JuliaStats / TimeSeries.jl

Time series toolkit for Julia
Other
353 stars 69 forks source link

readtimearray with header #353

Closed xgdgsc closed 6 years ago

xgdgsc commented 6 years ago

I' m reading a typical csv generated by pandas.to_csv() in python, which has headers like:

,open,close,high,low,volume,money
2017-11-02 15:00:00,63.35,63.32,63.35,63.32,97100.0,6148352.0
2017-11-03 09:31:00,63.32,63.09,63.32,63.08,53000.0,3351958.0

when read with

quotes = readtimearray("quotes.csv", format="yyyy-mm-dd HH:MM:SS")

It will return a TimeArray with colnames of:

6-element Array{String,1}:
 "63.35"     
 "63.32"     
 "63.35_1"   
 "63.32_1"   
 "97100.0"   
 "6.148352e6"

It would ignore the first row headers. Is there any way I can make it read headers?

I think people moving from the python/pandas pipeline to julia would have many small issues like this. Now I see DataFrame.jl doesn' t have pandas-style time index. Do you have any suggestions on moving from python/pandas to Julia? Which package should I use to hold the time series data (is TimeSeries.jl the most mature one for now)? Or should I use Pandas.jl to load the data and write my own calculation functions on pure Julia Arrays? Thanks.

iblislin commented 6 years ago

well, simply pad your file from ,open,close,high,low,volume,money to datetime,open,close,high,low,volume,money and it will work correctly.

iblislin commented 6 years ago

I think people moving from the python/pandas pipeline to julia would have many small issues like this. Now I see DataFrame.jl doesn' t have pandas-style time index. Do you have any suggestions on moving from python/pandas to Julia? Which package should I use to hold the time series data (is TimeSeries.jl the most mature one for now)? Or should I use Pandas.jl to load the data and write my own calculation functions on pure Julia Arrays? Thanks.

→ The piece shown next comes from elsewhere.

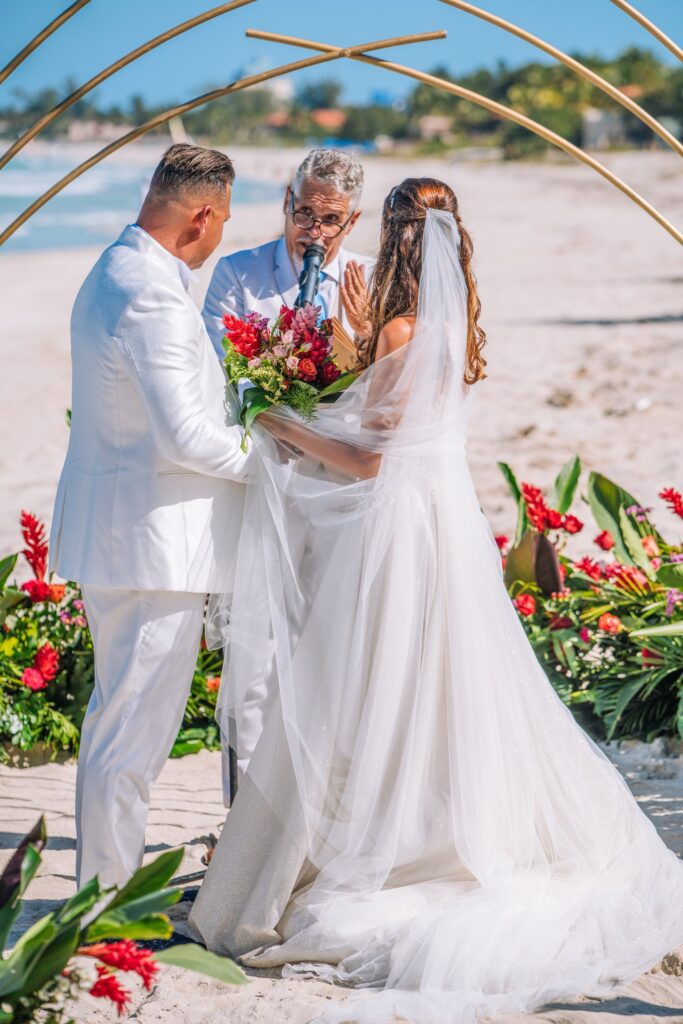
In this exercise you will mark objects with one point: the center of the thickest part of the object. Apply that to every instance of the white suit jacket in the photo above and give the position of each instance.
(147, 498)
(261, 279)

TBH, TimeSeries.jl isn't mature for me. It still need more works of integration with other ecosystem like DataStreams & TimeSeriesIO.jl (and make you easily convert data between DataFrames and TimeSeries, and gain both of functionalities, for example); and more works about ploting... etc.

Which package should I use to hold the time series data (is TimeSeries.jl the most mature one for now)?

There is a alternative: https://github.com/dysonance/Temporal.jl. It serves different style APIs from TimeSeries.jl. (But I personally want to switch to its style of indexing, I'm working on it)

Or should I use Pandas.jl to load the data and write my own calculation functions on pure Julia Arrays?

That's another feasible way, but you have to make your own functions like lag, lead on Julia's Array. I'm also planing to make TimeSeries.jl exporting some utilities for Julia Array.

xgdgsc commented 6 years ago

Thanks. Do you plan to support option to specify whether to read headers or not?

iblislin commented 6 years ago

oh, I can do it.

iblislin commented 6 years ago

I sent it as #358